Sheriff Robert Fyock held off the first opposition that he faced since 2003 to earn a fifth term as the county’s top law enforcement officer.
Fyock, a Republican, polled almost 62 percent of the vote to 37 percent for Democrat Lou Sacco, a police officer for the Homer City, Clymer and Cherry Tree police departments over the past 20 years.
Fyock celebrated his win with campaign workers and other party faithfuls at Josephine’s Pizzeria & Enoteca in Indiana.
Despite recent contention with the deputies in his office and the union that represents them, Fyock said county voters have endorsed the way he runs the sheriff’s department.
“They kept me here for what I’ve done the past 16 years. I get out in the community,” Fyock said. “I do what I tell people is going to be done. If there’s some kind of a problem it’s going to get worked out. And they can depend on it. It’s very humbling, the support that I’ve had.”
The sheriff said he greeted voters at about 20 polling places around the county Tuesday.

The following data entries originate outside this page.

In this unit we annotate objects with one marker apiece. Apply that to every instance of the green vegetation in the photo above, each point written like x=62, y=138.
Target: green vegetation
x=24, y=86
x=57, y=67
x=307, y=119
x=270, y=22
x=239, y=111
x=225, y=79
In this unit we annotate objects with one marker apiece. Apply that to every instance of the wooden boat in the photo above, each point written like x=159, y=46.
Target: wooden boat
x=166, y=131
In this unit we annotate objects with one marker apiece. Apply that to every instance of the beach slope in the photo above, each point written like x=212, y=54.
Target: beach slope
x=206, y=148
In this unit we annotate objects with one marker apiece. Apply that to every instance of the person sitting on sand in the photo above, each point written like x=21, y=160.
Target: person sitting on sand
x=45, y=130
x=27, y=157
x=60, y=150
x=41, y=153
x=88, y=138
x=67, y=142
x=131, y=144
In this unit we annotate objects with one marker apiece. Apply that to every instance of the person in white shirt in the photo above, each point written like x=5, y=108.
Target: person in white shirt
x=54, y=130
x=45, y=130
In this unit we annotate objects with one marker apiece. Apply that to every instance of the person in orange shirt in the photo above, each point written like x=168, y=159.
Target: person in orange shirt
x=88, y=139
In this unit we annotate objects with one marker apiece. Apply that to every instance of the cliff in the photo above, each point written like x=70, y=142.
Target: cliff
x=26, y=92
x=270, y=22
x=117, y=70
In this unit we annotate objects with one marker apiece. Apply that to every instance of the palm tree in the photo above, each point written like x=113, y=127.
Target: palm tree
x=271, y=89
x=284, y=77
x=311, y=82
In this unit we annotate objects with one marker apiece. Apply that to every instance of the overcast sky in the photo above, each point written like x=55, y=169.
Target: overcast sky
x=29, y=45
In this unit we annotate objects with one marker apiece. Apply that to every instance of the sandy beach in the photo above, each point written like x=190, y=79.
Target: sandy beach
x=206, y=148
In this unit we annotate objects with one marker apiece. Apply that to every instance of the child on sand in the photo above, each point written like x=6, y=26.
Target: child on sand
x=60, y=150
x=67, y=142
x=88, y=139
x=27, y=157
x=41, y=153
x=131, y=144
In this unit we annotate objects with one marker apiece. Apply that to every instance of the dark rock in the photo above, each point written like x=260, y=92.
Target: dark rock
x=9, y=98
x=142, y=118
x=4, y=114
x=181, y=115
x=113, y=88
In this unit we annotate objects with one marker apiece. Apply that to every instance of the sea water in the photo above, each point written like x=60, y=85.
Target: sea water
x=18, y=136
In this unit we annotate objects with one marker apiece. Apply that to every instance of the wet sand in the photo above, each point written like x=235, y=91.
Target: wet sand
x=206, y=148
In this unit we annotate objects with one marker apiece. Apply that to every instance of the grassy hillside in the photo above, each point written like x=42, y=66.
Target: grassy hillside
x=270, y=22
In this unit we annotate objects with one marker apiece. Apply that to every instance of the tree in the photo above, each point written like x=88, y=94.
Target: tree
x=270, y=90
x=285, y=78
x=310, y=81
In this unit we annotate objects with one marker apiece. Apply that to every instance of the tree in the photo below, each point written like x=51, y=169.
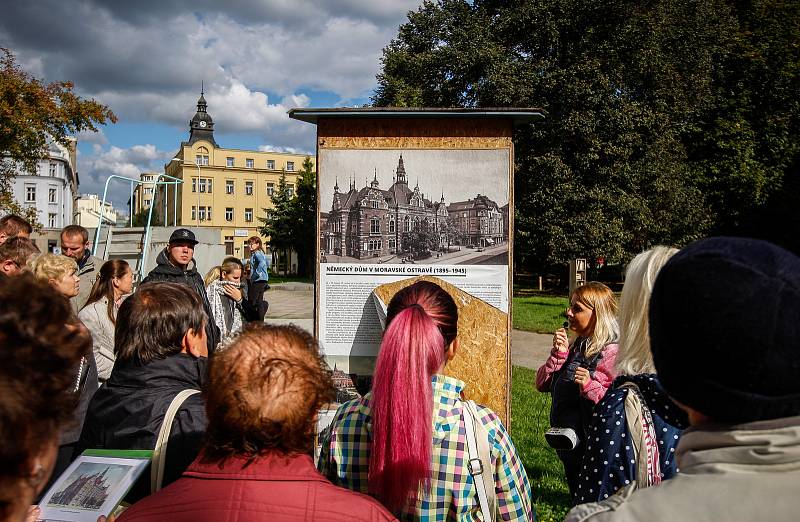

“People that I don’t even know were saying, ‘you’ve got my vote, Sheriff.’ I came out and said I wasn’t going to do anything negative and I didn’t.”
Sacco mounted a challenge that became more aggressive in the late weeks of the campaign. He questioned the scheduling of deputies, pointed to their successful challenge against an anti-moonlighting policy and charged that the sheriff’s office doesn’t enjoy good relations with other law enforcement agencies in the county. Sacco’s campaign advertisements featured endorsements by former deputies who worked for Fyock.
Worn from the campaign, Sacco commiserated with fellow Democrats at Spaghetti Benders Restaurant in Indiana after the polls closed and the 10 p.m. release of the final count from county elections officials.
“It’s been a lot of hard work. Exhausting,” Sacco said. “One of the toughest things I’ve done in my entire life. I’d call it the second toughest. The first was doing CPR on my dad when he died, when I was 16 years old. That was the toughest. This was right up there.”
Sacco said the numbers were stacked against him from the outset.
“When I first started this, I knew I was at a disadvantage to begin with. The Republicans outnumber my party, the Democrats, in this county. Plus I’m running against an incumbent. That’s two strikes right there,” Sacco said.
“I’m a firm believer that no candidate should ever have to run unopposed. It keeps the candidate honest. If you look at the numbers, I did take some Republican votes. I had some Republican support.
“I think that it was high turnout, but when you get a 2-to-1 Republican-to-Democrat (ratio) … the numbers don’t lie and that makes it that much more difficult.”
He said he hadn’t yet talked to Fyock after the race was decided.
Fyock, meanwhile, looked to his ongoing work as sheriff.
“We’re going to tighten the place up some more. We’re taking on more responsibilities and … everything we’re doing is security issues.
“We have one of the best security systems in the state of Pennsylvania. I’ve had other sheriffs come and say ‘hey, how did you do this?’ Well, with the help of the commissioners and the courts and the judges, I’ve been working on these things.
“It’s for everybody’s own safety and welfare. I tell people when they come off the street (to enter the court house), they’re safer now than when they came through that door. A LOT safer.”
Fyock said his office has been responsive to safety needs that mainly have increased — with the exception of the impending consolidation of separate security checkpoints for Domestic Relations Section and Children & Youth Services, when DRS moves into the CYS building along Indian Springs Road.
“Exactly, that will save me one deputy …,” Fyock said. “The sheriff’s office has changed little by little over the years. The first year I was in office was the year the third judge was elected. We never had that before. Then we took on Domestic Relations, then we took on Children and Youth Services. Now we’re taking on the district judge offices. Their offices have been getting more concerned.”
Despite the examination of the sheriff’s department raised in the campaign, Sacco defended his approach and said he doesn’t envision the office making the improvements he promised he would deliver.
“I personally don’t see things changing. I still foresee the cooperation among agencies still damaged. They were damaged and I see them continue to be damaged in the future,” Sacco said.
“I think I ran a clean campaign. I stuck to the issues. I have to thank my law enforcement peers in this county. They were truly behind me. And to be honest, I feel like I’ve let them down.”
He didn’t rule out another try in 2023.
“Talk to me in four years,” he said. “I’m young. This is my first bout of politics. So there’s that possibility.”
Fyock had only thanks for his supporters.
“I just can’t express my gratitude and utmost respect for everyone who voted for me. I’m very humbled for the opportunity that they’ve put me back in for another four years.”